Dal 28 marzo al 6 aprile Anna Bolena torna alla Fenice, dopo quasi due secoli di assenza dalla programmazione.
Centosessantotto anni ci separano dall’ultima rappresentazione dell’Anna Bolena di Gaetano Donizetti alla Fenice, andata in scena nell’agosto 1857 con Ignazio Marini a vestire i panni di Enrico VIII. L’opera, difatti, dopo un debutto segnato dallo straordinario successo al Teatro Carcano di Milano, ove inaugurò la Stagione di Carnevale 1830-31, e un quarantennio di viva fortuna, vide un declino della propria popolarità che la portò a non essere rappresentata per tutta la prima metà del XX secolo. Se si eccettuano due sporadiche rappresentazioni nel dopoguerra (1947 al Gran Teatre del Liceu, con interpreti del calibro di Cesare Siepi e Giulietta Simionato; 1956 al Teatro Donizetti di Bergamo), la fortuna moderna dell’opera è tuttavia dovuta all’esecuzione del 1957 alla Scala di Milano (dove mancava da ottant’anni), diretta da Gianandrea Gavezzeni, che vide accanto alla Simionato Nicola Rossi-Lemeni e soprattutto Maria Callas nei panni della sfortunata moglie del sovrano inglese.

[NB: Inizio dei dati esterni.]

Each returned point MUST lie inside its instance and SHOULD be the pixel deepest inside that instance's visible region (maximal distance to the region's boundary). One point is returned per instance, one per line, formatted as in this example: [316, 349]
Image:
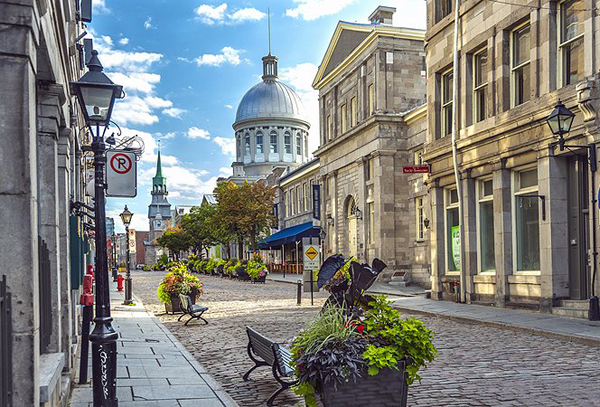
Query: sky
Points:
[186, 64]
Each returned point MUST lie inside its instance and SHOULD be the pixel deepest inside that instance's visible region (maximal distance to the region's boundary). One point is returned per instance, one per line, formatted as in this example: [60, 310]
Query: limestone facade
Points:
[528, 207]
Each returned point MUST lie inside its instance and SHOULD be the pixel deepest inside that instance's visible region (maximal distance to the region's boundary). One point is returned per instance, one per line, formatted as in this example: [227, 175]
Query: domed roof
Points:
[270, 98]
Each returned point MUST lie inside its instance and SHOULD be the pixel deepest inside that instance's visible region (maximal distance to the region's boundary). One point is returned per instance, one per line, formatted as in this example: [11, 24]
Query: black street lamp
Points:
[126, 216]
[560, 122]
[96, 94]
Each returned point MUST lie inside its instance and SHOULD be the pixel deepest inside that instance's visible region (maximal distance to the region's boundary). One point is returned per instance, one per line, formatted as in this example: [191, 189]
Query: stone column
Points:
[18, 194]
[502, 232]
[554, 248]
[436, 196]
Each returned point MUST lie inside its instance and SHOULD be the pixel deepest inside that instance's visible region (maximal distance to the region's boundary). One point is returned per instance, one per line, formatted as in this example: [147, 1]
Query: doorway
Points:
[578, 233]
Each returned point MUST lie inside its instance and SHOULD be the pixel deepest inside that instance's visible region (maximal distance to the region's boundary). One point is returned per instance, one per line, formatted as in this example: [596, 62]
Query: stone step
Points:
[570, 312]
[576, 304]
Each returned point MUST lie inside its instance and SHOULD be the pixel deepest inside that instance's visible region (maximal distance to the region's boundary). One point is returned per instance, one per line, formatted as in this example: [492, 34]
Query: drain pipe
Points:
[463, 274]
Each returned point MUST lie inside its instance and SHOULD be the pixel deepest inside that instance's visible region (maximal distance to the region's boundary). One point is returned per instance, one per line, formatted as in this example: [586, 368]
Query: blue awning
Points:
[289, 235]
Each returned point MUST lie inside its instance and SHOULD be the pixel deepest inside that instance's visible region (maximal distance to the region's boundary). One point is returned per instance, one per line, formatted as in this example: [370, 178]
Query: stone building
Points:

Sebbene rappresentata in quell’occasione con non pochi tagli, essa ritornò lentamente nei palinsesti dei teatri italiani, e oggi torna a Venezia tra marzo e aprile, affidata alle cure registiche di Pier Luigi Pizzi e con la direzione di Renato Balsadonna.
Tra le voci, si distingueranno Lidia Fridman, al debutto nel ruolo della protagonista, e Alex Esposito in quello di Enrico VIII. Il dramma, su libretto di Felice Romani ispirato all’Anna Bolena del Pepoli e soprattutto all’Henri VIII di Marie-Joseph Chénier (ch’egli conosceva nella traduzione del Pindemonte), mette in scena le ultime tragiche ore della seconda moglie di Enrico VIII, che alfine muore sfinita nelle prigioni della Torre di Londra, non prima di aver perdonato il crudele marito che proprio in quegl’istanti convola a nozze con Giovanna di Seymour, che di Anna era stata ancella. A dispetto della sua altalenante fortuna, l’opera segna una tappa notevole della produzione seria del Donizetti, in cui il bergamasco mostra per la prima volta le capacità analitiche della psicologia della protagonista che contraddistinguono poi la Lucia, pur essendo stata scritta in soli trenta giorni, praticamente di getto, anche grazie alla rivalità di Donizetti con Vincenzo Bellini, a cui era stata contemporaneamente commissionata un’opera dallo stesso direttore del Teatro Carcano. Nondimeno, essa è stata a buon diritto considerata uno degli apici dell’opera romantica, e non a caso valse al Donizetti, all’epoca poco più che trentenne, l’appellativo di “maestro” da parte dell’allora celeberrimo compositore tedesco Simone Mayr.